On Wed, May 04, 2022, Maxim Levitsky wrote:
> On Tue, 2022-05-03 at 20:30 +0000, Sean Christopherson wrote:
> > Well, I officially give up, I'm out of ideas to try and repro this on my end.  To
> > try and narrow the search, maybe try processing "all" possible gfns and see if that
> > makes the leak go away?
> > 
> > diff --git a/arch/x86/kvm/mmu.h b/arch/x86/kvm/mmu.h
> > index 7e258cc94152..a354490939ec 100644
> > --- a/arch/x86/kvm/mmu.h
> > +++ b/arch/x86/kvm/mmu.h
> > @@ -84,9 +84,7 @@ static inline gfn_t kvm_mmu_max_gfn(void)
> >          * than hardware's real MAXPHYADDR.  Using the host MAXPHYADDR
> >          * disallows such SPTEs entirely and simplifies the TDP MMU.
> >          */
> > -       int max_gpa_bits = likely(tdp_enabled) ? shadow_phys_bits : 52;
> > -
> > -       return (1ULL << (max_gpa_bits - PAGE_SHIFT)) - 1;
> > +       return (1ULL << (52 - PAGE_SHIFT)) - 1;
> >  }
> > 
> >  static inline u8 kvm_get_shadow_phys_bits(void)
> > 
> 
> Nope, still reproduces.
> 
> I'll think on how to trace this, maybe that will give me some ideas.
> Anything useful to dump from the mmu pages that are still not freed at that point?

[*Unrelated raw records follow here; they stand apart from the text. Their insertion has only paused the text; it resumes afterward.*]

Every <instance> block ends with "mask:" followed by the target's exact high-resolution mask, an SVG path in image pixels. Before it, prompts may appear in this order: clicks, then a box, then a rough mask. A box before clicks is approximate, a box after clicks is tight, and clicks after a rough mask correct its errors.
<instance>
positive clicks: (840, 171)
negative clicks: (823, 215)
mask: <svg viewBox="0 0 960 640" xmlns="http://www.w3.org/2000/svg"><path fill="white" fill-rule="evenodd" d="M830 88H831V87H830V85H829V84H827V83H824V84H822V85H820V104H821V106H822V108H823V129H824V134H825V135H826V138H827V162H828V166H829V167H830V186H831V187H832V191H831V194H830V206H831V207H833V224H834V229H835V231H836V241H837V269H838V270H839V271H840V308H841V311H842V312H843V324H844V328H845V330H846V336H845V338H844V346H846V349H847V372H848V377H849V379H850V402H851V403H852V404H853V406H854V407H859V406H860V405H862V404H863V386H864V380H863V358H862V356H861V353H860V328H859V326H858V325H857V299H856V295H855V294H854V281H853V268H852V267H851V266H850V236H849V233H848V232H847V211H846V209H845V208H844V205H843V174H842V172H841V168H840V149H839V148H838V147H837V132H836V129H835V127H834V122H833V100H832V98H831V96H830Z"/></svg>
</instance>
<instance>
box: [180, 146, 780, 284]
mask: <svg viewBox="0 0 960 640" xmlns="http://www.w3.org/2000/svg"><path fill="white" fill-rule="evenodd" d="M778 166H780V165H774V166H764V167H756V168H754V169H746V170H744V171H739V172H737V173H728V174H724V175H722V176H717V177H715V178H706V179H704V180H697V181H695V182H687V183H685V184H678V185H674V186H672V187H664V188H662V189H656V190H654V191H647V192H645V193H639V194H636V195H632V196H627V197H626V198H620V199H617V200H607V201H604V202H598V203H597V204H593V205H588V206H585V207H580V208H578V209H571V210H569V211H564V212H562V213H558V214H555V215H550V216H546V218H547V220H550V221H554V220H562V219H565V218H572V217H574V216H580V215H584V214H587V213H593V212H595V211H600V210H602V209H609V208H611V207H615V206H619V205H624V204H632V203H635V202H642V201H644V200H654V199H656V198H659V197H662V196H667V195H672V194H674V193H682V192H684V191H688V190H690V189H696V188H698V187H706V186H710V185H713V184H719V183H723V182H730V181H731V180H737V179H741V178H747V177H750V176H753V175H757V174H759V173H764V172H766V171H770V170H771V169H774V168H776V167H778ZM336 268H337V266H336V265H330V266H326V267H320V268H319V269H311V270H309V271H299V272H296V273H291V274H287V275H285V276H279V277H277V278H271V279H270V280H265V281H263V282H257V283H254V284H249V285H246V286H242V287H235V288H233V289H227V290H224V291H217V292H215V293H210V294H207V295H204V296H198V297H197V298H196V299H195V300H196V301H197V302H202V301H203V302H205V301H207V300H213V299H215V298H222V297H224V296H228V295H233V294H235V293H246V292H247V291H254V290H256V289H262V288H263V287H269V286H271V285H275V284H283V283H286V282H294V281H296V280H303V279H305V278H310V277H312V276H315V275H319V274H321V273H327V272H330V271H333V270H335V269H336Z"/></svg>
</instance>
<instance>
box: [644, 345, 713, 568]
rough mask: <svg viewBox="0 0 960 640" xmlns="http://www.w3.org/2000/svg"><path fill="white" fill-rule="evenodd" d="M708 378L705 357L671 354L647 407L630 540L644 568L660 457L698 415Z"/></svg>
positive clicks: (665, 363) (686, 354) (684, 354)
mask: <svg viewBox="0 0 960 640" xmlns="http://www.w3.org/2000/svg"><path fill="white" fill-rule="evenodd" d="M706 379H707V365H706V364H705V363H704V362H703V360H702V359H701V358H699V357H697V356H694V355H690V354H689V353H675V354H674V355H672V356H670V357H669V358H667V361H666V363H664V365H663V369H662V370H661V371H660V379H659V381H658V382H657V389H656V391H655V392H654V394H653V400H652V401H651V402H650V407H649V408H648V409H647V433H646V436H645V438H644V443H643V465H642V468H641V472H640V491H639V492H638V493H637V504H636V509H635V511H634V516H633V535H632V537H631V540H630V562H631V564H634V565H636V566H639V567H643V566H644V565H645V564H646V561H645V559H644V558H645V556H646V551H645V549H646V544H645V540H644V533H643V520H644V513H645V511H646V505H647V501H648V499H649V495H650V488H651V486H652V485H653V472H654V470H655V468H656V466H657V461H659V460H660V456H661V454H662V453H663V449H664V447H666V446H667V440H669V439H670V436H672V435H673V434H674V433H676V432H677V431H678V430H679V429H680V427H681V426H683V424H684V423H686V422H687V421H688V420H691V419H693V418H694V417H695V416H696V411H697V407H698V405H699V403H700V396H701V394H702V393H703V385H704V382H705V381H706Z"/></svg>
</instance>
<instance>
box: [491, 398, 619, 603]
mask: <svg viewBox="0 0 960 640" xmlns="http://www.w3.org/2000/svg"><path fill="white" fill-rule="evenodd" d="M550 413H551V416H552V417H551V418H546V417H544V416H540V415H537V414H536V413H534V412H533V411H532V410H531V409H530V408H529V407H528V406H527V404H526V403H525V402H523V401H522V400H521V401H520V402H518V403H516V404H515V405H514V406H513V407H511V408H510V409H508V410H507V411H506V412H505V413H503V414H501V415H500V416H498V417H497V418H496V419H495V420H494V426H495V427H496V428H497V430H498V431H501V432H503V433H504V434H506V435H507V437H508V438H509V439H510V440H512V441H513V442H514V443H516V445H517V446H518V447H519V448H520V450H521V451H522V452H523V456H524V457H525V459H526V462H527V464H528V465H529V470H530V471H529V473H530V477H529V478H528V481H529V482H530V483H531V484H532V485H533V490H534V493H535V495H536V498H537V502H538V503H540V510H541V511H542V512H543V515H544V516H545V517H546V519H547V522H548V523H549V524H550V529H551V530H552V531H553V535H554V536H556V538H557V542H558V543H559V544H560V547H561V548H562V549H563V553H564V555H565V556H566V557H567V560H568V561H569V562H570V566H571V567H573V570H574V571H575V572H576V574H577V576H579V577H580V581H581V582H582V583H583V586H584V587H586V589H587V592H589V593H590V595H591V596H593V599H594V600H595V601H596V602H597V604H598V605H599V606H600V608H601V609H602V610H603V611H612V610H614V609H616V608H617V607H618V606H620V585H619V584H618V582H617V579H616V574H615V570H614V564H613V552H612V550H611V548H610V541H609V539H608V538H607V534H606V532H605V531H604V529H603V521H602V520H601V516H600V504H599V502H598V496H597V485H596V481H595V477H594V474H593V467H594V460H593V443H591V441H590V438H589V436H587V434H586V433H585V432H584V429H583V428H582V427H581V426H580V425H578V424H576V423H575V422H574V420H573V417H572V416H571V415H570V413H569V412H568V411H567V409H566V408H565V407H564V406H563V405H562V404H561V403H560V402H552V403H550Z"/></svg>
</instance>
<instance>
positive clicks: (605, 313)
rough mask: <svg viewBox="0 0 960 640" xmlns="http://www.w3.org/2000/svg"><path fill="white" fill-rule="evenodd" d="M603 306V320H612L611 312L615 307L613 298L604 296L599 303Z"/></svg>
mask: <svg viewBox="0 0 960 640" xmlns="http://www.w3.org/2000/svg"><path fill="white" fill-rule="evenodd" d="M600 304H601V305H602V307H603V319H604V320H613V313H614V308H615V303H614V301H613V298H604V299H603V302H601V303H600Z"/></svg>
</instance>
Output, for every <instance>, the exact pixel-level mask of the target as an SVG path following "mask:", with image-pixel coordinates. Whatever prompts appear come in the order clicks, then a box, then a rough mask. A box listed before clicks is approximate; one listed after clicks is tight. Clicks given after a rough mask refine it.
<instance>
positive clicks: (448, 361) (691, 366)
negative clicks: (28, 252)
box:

Dumping the role and gfn is most likely to be useful.  Assuming you aren't seeing
this WARN too:

	WARN_ON(!list_empty(&kvm->arch.tdp_mmu_roots));

then it's not a VM refcounting problem.  The bugs thus far have been tied to the
gfn in some way, e.g. skipping back-to-back entries, the MAXPHYADDR thing.  But I
don't have any ideas for why such a simple test would generate unique behavior.

> Also do you test on AMD? I test on my 3970X.

Yep, I've tried Rome and Milan, and CLX (or maybe SKX?) and HSW on the Intel side.